Unable to restart replication after stopping

Versions (relevant - OpenSearch/Dashboard/Server OS/Browser): 1.3.2

Describe the issue:
My issue is similar to this issue

After a replication job as been paused for a number of hours, stopping it does not delete the task and when attempting to recreate, it states a task is already running.

I do see several paused replication tasks when querying the tasks:
“action”: "indices:admin/plugins/replication/index/pause

However, they’re not cancellable.
“cancellable”: false,

Configuration:

Relevant Logs or Screenshots:
{“error”:{“root_cause”:[{“type”:“resource_already_exists_exception”,“reason”:“task with id {replication:index:index_v1} already exist”}],“type”:“resource_already_exists_exception”,“reason”:“task with id {replication:index:indesx_v1} already exist”},“status”:400

What can i do to restart these replication jobs. This occurs both on single index replication and on autofollow replication.

Thanks!

Can you try killing the tasks using tasks API?
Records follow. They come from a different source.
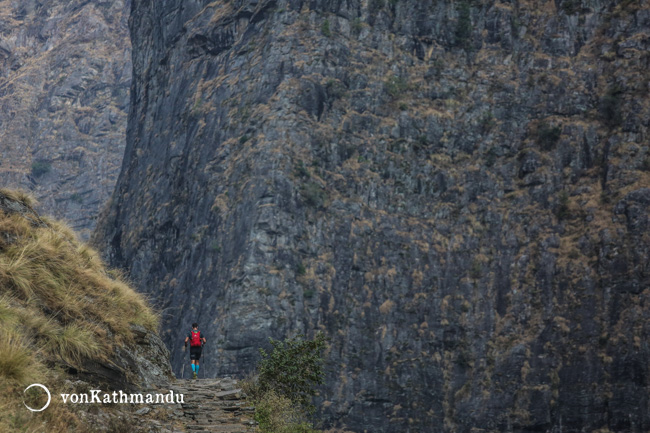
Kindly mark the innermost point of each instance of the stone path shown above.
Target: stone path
(210, 406)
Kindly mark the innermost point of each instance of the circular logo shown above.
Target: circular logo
(49, 397)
Yes, but they’re not cacellable:

{“type”:“failed_node_exception”,“reason”:"Failed node
doesn’t support cancellation

Weird! We’ve been able to cancel the replication related tasks with POST _tasks/<task_id>/_cancel

@ankikala
Any advice. I am trying to start replication with

PUT /_plugins/_replication/eddie-aws-000002/_start?pretty
{   "leader_alias": "connection-to-aws",   "leader_index": "eddie-aws-000002",   "use_roles":{     "leader_cluster_role":"all_access","follower_cluster_role":"all_access"  }}

I Dashbaord I see error:

{
  "error" : {
    "root_cause" : [
      {
        "type" : "parse_exception",
        "reason" : "request body or source parameter is required"
      }
    ],
    "type" : "parse_exception",
    "reason" : "request body or source parameter is required"
  },
  "status" : 400
}

In log I see errors:

[WARN ][o.o.p.PersistentTasksClusterService] [pesmaster-node2] persistent task replication:index:eddie-aws-000002 failed
Jan  5 12:28:54 pesmaster02-spc pesmaster-node2[1664]: java.lang.IllegalArgumentException: this node does not have the remote_cluster_client role
[WARN ][o.o.c.s.ClusterApplierService] [pesmaster-node2] failed to notify ClusterStateListener
Jan  5 12:28:54 pesmaster02-spc pesmaster-node2[1664]: java.lang.IllegalStateException: p must not be null
[ERROR][o.o.r.a.i.TransportReplicateIndexMasterNodeAction] [pesmaster-node2] Failed to trigger replication for eddie-aws-000002 - java.lang.IllegalStateException: Timed out when waiting for persistent task after 30s

I have remote cluster client on other side and I replicate one index, but can´t replicate one more…

@vnovotny98 Looks like the request and logs are not related

Regarding the request, it seems that it is not constructed currently based on the 400 error. If you trying from dev tools, make sure that there are no extra line breaks or try to execute using curl.

Regarding the logs,

java.lang.IllegalArgumentException: this node does not have the remote_cluster_client role

It looks like the remote cluster is not setup correctly.
If you’ve overridden node.roles in opensearch.yml on the follower cluster, make sure it also includes the remote_cluster_client role. Reference: Redirecting…
Also, verify the cluster settings for the remote cluster settings.